BRAG long put positions are structurally bearish; the modeled P&L assumes European-style exercise at expiration and ignores early assignment, transaction costs, dividends paid before expiry on the stock leg (when present), and the bid-ask spread on the listed chain. BRAG positions also carry Technology sector concentration risk; news flow inside the sector (peer earnings, regulatory shifts, supply-chain headlines) can move BRAG alongside the broader basket even when BRAG-specific fundamentals are unchanged. Long-premium structures like a long put on BRAG are particularly exposed to IV-crush risk through scheduled events (earnings, FDA decisions, central-bank meetings) where IV typically contracts post-event regardless of the directional outcome. Always rebuild the position from current BRAG chain quotes before placing a trade.

Frequently asked questions

What is a long put on BRAG?
A long put on BRAG is the long put strategy applied to BRAG (stock). The strategy is structurally bearish: A long put buys downside exposure with a fixed maximum loss equal to the premium paid; profit accrues if the underlying closes below the strike minus premium at expiration.
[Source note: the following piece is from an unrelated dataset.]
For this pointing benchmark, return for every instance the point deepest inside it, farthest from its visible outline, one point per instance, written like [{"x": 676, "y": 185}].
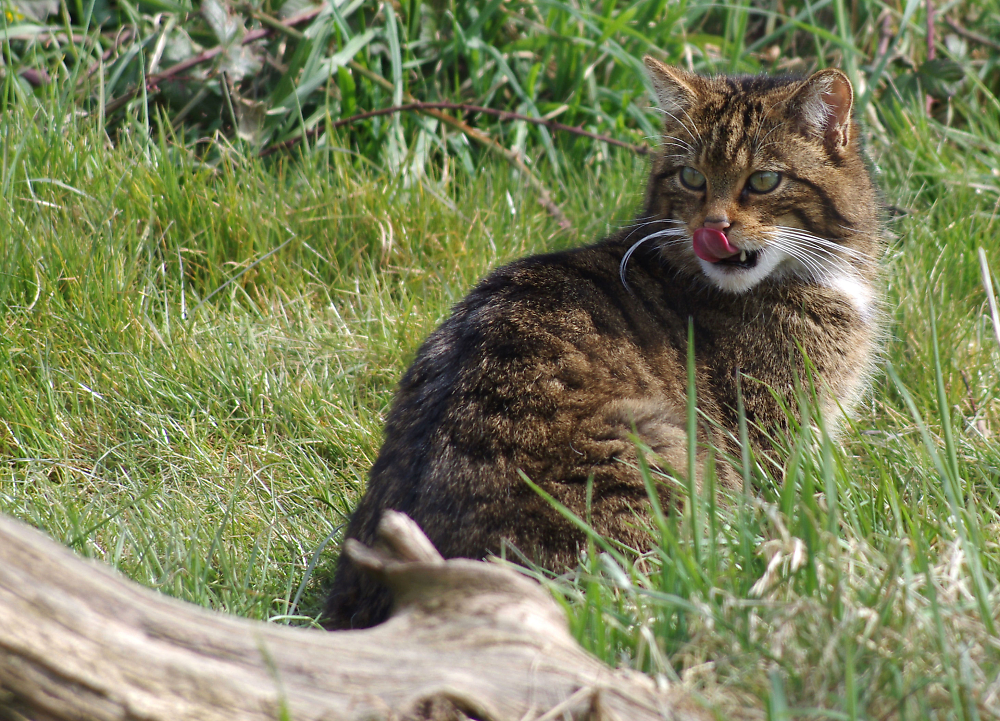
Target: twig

With BRAG stock trading near $1.58, the strikes shown on this page are snapped to the nearest listed BRAG chain strike and the premiums come straight from the end-of-day bid/ask midpoint.
How are BRAG long put max profit and max loss calculated?
Max profit equals the strike minus premium times 100 (reached at zero); max loss equals the premium times 100. Breakeven is strike minus premium. For the BRAG long put priced from the end-of-day chain at a 30-day expiry (ATM IV 21.40%), the computed maximum profit is unbounded per contract and the computed maximum loss is unbounded per contract. Live intraday quotes will differ as the chain moves through the trading session.
What is the breakeven for a BRAG long put?
The breakeven for the BRAG long put priced on this page is no defined breakeven on the modeled curve at expiration, derived from end-of-day chain premiums. Breakeven is the underlying price at which the strategy's P&L crosses zero ignoring transaction costs and assignment risk. The current BRAG market-implied 1-standard-deviation expected move is approximately 6.14%; if the move sits well outside the breakeven distance, the structure's risk-reward becomes correspondingly tighter.
When should you consider a long put on BRAG?
Long puts on BRAG hedge an existing long BRAG stock position or express a bearish view with defined risk; position sizing typically scales the put notional to the underlying BRAG exposure being hedged.
How does current BRAG implied volatility affect this long put?
BRAG ATM IV is at 21.40% with IV rank near 0.43%, which is on the low end of its 1-year range. Premium-buying structures (long call, long put, debit spreads) are relatively cheap in this regime; premium-selling structures collect less credit per unit risk.